Archive for the Category image processing


Mean Shift Segmentation in OpenCV

I’ve posted a new repository on GitHub for doing mean shift segmentation in C++ using OpenCV: see here.

OpenCV contains a mean shift filtering function and has a GPU, I think CUDA, implementation of mean shift segmentation. I didn’t evaluate the GPU implementation because I’m personally not interested in GPU for the project I am working on. I did take a look at turning cv::pyrMeanShiftFiltering(…) output into a segmentation but didn’t bother trying because pyrMeanShiftFiltering seems broken to me. This is my gut instinct — I can’t quantify it but basically I agree with this guy. The output just seems to not be as good as the output generated by codebases elsewhere online. I have no idea why … one interesting reason might be that OpenCV is doing mean shift on RGB rather than one of the color spaces that are supposed to be better at modeling human vision. Everybody always says to do things that involve treating colors as points in Euclidean space using L*a*b* or L*u*v* rather than RGB, but in practice, to be honest, it never seems to matter to me. Maybe this is an example of where it does. I don’t know but in any case cv::pyrMeanShiftFiltering in my opinion sucks.

The “elsewhere online” I mention above is the codebase of EDISON, “Edge Detection and Image SegmentatiON”, made freely available by Rutgers University’s “Robust Image Understanding Laboratory”. EDISON is a command line tool that parses a script specifying a sequence of computer vision operations that I wasn’t really interested in except for the part in which it does mean shift segmentation, as its mean shift output seems really good to me. What I have done is extracted the mean shift code, which was C, wrapped it thinly in C++, and ported it to use OpenCV types, e.g. cv::Mat, and OpenCV operations where possible. I also re-factored for concision and removed C-isms where possible, e.g. I replace naked memory allocations with std::vectors and so forth.

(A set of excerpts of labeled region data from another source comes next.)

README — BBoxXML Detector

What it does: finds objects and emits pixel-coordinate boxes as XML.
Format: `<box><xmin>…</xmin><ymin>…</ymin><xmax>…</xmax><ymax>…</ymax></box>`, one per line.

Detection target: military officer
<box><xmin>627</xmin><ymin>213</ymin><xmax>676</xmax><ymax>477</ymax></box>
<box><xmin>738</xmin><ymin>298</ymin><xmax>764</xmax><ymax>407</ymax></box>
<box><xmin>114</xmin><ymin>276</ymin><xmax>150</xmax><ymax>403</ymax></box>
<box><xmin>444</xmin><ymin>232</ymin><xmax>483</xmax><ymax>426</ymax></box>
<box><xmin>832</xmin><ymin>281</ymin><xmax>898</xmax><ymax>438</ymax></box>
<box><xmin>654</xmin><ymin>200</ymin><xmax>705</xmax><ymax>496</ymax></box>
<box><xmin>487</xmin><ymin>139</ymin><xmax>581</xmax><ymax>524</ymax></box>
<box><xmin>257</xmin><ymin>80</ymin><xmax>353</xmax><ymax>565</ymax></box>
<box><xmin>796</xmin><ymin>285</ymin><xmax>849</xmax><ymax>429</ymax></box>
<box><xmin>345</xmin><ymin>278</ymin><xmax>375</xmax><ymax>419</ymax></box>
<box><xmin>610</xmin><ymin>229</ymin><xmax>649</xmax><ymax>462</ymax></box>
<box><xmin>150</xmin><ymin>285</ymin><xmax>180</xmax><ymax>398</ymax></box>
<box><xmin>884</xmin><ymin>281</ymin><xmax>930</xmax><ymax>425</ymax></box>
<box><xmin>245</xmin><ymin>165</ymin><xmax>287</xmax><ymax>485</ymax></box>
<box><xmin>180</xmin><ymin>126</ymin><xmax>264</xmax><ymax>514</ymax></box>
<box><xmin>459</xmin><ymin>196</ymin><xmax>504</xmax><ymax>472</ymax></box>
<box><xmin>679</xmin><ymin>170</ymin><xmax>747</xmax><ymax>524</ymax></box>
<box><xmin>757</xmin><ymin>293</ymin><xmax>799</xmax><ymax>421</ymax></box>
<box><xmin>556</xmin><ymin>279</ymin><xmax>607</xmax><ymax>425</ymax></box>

The most significant change coming out of this re-factoring work in terms of functionality and/or performance was replacing the EDISON codebase’s L*u*v*-to-RGB/RGB-to-L*u*v* conversion routines with OpenCV calls. This actually changes the output of this code relative to EDISON because OpenCV and EDISON give different L*u*v* values for the same image. Not sure who is right or the meaning of the difference but OpenCV is an industry standard so am erring on the side of OpenCV and further the segmentation this code outputs is in my opinion better that what results from EDISON’s L*u*v* routines while performance is unchanged.

Below is some output:

Floodfilling in OpenCV with multiple seeds

One irritating thing about OpenCV is that as a computer vision library it doesn’t actually offer a lot of routines for dealing with connected components easily and efficiently.

There’s cv::findContours and two versions of cv::connectedComponents — the regular one and one “WithStats”. The trouble is findContours returns polygons when what you often want is raster blob masks. connectedComponents returns a label image but OpenCV doesn’t offer a lot of routines for doing anything with a label images, and further connectedComponentsWithStats is pretty limited in what it will give you. For example, there is no option to be returned a pixel location contained by each connected component. The other issue is that even if you have a pixel location contained by each connected component of interest there is no version of floodFill that takes more than one seed. I really think this kind of floodFill function is something that should be added to OpenCV.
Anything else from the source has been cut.